Grails withCriteria testing

I'd like to test a "withCriteria" closure and am not sure how to go about it. I see how to mock out the withCriteria call, but not test the code within the closure. When running the test that executes the "withCriteria", I keep getting a MissingMethodException, even though the code runs fine under the normal flow of execution. Any ideas? Thanks!
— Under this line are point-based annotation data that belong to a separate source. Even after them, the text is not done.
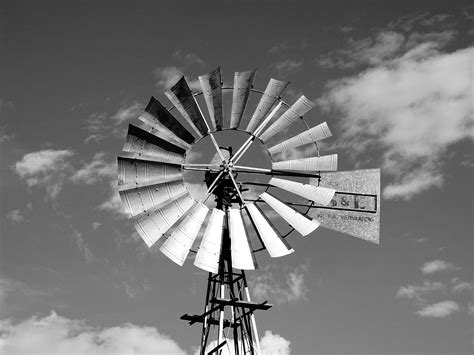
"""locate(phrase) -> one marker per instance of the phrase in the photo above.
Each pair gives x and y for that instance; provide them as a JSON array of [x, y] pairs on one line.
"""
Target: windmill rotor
[[156, 196]]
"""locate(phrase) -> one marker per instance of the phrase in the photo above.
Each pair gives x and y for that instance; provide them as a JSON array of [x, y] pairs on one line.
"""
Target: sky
[[393, 80]]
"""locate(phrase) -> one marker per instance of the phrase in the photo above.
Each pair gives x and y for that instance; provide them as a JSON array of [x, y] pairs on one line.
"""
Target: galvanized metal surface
[[152, 224], [242, 84], [300, 223], [324, 163], [141, 199], [275, 245], [160, 116], [137, 171], [211, 85], [314, 134], [242, 256], [182, 98], [144, 143], [297, 110], [359, 220], [272, 92], [207, 257], [181, 240], [321, 195]]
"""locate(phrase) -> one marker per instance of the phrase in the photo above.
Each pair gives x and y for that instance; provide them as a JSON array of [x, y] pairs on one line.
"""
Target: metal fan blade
[[160, 131], [136, 170], [324, 163], [141, 199], [211, 85], [297, 110], [242, 84], [273, 91], [320, 195], [157, 115], [144, 143], [182, 98], [152, 224], [208, 254], [241, 253], [181, 240], [275, 244], [314, 134], [302, 224], [355, 209]]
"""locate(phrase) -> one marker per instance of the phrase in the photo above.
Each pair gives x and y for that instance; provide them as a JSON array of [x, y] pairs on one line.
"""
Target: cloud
[[287, 65], [412, 109], [168, 76], [48, 168], [460, 286], [435, 266], [96, 170], [15, 216], [265, 285], [274, 344], [368, 51], [439, 310], [55, 334], [420, 292]]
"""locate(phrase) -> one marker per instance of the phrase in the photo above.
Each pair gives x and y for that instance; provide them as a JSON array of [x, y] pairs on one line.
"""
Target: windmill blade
[[181, 240], [241, 252], [355, 209], [141, 170], [158, 116], [144, 143], [242, 85], [318, 194], [211, 85], [152, 224], [297, 110], [141, 199], [272, 92], [274, 243], [164, 133], [312, 135], [183, 99], [300, 223], [324, 163], [208, 254]]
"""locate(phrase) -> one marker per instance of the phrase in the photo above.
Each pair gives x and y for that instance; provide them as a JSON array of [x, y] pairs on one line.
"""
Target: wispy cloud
[[266, 285], [411, 108], [436, 266], [48, 168], [439, 310], [55, 334], [16, 216]]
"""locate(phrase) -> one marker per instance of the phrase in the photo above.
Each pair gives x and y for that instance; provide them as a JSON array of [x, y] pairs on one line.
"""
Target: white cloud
[[55, 334], [460, 286], [265, 286], [439, 310], [168, 76], [274, 344], [435, 266], [287, 65], [15, 216], [127, 112], [412, 109], [96, 170], [48, 168], [419, 292]]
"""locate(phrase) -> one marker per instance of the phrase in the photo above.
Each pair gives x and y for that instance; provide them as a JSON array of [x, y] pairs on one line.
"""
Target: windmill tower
[[155, 195]]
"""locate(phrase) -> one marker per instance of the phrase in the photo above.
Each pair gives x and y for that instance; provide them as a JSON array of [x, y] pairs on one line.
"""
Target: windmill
[[155, 194]]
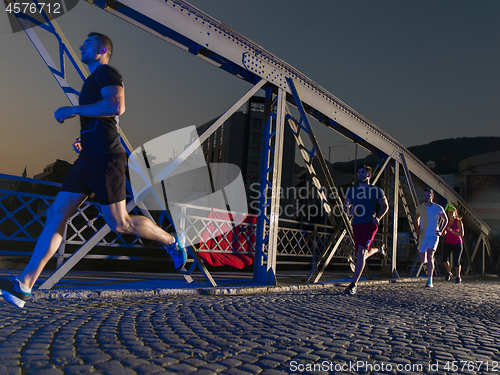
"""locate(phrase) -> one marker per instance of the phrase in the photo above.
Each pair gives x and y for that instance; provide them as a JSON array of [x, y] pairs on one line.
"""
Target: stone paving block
[[253, 369], [214, 367], [272, 372], [79, 369], [235, 371], [307, 357], [4, 370], [52, 371], [276, 357], [196, 362], [181, 368], [148, 369], [165, 361], [96, 358], [268, 363], [203, 372], [246, 358]]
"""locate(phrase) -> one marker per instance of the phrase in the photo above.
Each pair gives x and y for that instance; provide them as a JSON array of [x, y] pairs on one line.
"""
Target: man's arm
[[416, 223], [384, 207], [111, 104]]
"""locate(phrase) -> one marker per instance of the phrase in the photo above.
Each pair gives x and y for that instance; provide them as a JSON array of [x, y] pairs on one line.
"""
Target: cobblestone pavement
[[399, 328]]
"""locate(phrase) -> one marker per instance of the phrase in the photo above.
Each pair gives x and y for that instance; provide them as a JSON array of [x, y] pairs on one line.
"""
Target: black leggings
[[457, 253]]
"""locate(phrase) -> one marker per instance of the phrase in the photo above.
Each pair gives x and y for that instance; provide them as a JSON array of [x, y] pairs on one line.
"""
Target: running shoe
[[381, 252], [10, 289], [351, 289], [177, 251]]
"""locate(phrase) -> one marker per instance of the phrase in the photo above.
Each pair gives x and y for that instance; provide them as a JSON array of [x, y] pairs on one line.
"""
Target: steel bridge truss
[[192, 30]]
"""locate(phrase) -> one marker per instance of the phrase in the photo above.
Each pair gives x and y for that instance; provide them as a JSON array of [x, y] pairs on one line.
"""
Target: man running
[[428, 229], [100, 168], [361, 201]]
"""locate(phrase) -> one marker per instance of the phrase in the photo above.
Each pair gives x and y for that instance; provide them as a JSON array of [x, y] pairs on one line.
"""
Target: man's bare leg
[[120, 221], [363, 255], [63, 207]]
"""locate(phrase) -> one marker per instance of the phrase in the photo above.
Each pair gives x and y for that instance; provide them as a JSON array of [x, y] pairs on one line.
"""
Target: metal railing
[[22, 220]]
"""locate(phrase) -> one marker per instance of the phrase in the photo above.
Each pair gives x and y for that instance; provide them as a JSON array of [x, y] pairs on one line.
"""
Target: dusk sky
[[420, 70]]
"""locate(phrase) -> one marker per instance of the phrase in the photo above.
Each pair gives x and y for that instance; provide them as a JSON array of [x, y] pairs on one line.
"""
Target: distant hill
[[446, 153]]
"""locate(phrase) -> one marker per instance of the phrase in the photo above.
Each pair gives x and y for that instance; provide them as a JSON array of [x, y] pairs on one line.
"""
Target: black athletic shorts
[[104, 175]]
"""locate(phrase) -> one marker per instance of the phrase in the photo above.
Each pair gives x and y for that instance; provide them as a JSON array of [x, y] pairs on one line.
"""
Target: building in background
[[239, 141]]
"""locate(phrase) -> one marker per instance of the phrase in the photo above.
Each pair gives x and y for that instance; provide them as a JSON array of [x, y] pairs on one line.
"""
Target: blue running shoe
[[10, 289], [177, 251]]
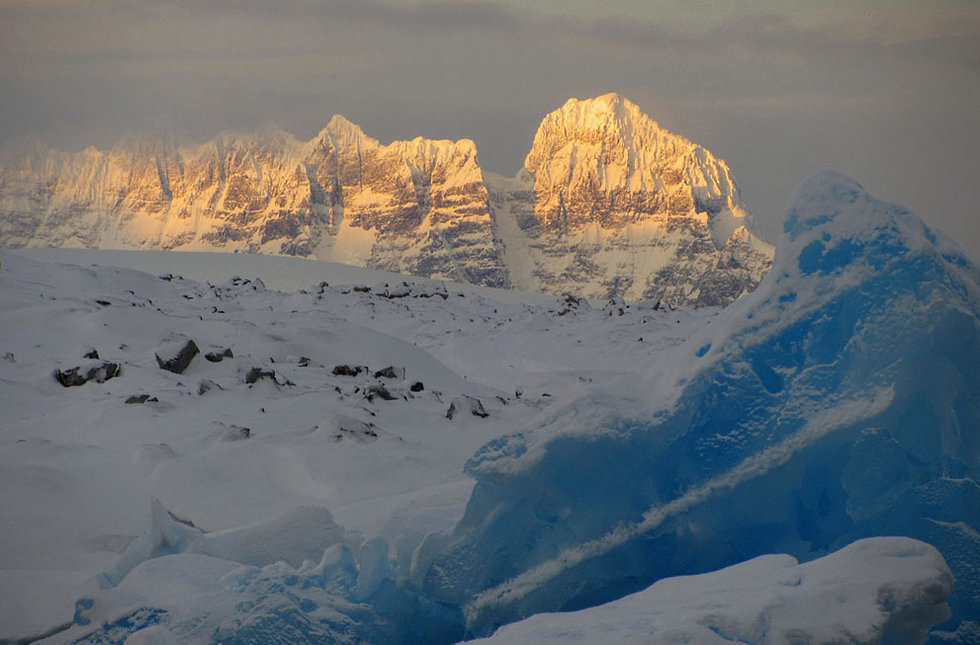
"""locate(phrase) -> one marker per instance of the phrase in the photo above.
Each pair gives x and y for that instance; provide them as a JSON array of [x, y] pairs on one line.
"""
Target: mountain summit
[[608, 204]]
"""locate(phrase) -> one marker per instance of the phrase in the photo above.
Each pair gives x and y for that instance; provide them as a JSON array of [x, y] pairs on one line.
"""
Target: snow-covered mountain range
[[608, 204], [402, 460]]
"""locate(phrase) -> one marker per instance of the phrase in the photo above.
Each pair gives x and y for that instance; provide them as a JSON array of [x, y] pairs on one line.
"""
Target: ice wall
[[839, 400]]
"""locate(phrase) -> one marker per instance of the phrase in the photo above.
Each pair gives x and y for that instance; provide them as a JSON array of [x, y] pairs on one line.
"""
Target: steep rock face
[[612, 205], [416, 206], [607, 205]]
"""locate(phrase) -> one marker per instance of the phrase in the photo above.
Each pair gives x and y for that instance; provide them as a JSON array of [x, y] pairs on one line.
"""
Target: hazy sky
[[887, 91]]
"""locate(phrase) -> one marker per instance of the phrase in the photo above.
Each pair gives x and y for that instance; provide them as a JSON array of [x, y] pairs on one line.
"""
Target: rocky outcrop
[[611, 205], [608, 204]]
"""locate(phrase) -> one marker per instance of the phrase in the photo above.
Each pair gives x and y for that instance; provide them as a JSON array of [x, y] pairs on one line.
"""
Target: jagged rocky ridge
[[608, 204]]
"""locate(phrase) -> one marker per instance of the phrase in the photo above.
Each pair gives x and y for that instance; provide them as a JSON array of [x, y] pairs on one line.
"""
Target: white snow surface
[[287, 484], [867, 592], [80, 468]]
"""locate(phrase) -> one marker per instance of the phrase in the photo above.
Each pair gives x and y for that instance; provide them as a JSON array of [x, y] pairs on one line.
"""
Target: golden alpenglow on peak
[[608, 205]]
Steve

Upvotes: 7

Views: 3552

Answers (4)

Matthias Hryniszak
Matthias Hryniszak

Reputation: 3162

Since nobody mentioned the option to create a DSL to run other DSLs here's a full disclosure of this method. I use it quite often with very good results.

Groovy/Grails testing DSLs

Upvotes: 1

Peter Ledbrook
Peter Ledbrook

Reputation: 51

Further to Burt's answer, check out named queries as described here:

http://blog.springsource.com/2010/05/24/more-grails-1-3-features/

You can then mock the property/method access in your unit tests as described by Burt.

Upvotes: 1

John Stoneham
John Stoneham

Reputation: 2483

There's no mock implementation for Hibernate criteria at the present time. You'll need to use integration tests. However, Burt's recommendation of making this a static finder method is a good one for code organization. You should also look at named queries, described at http://www.grails.org/1.2+Release+Notes, for a nice syntax for this.

Upvotes: 0

Burt Beckwith
Burt Beckwith

Reputation: 75681

I wouldn't go that route. Instead I'd move the query into the domain class as a static finder method and test it directly in an integration test with real data. Then you can easily mock the helper method when it's called in a controller or service test.

class YourDomainClass {

...
   static List<YourDomainClass> findFooBar() {
      YourDomainClass.withCriteria {
         ...
      }
   }
}

Then in a unit test:

def results = [instance1, instance2, instance3]
YourDomainClass.metaClass.static.findFooBar = { -> results }

This way you test that the query works against the in-memory database in an integration test but it's easy to mock it in unit tests.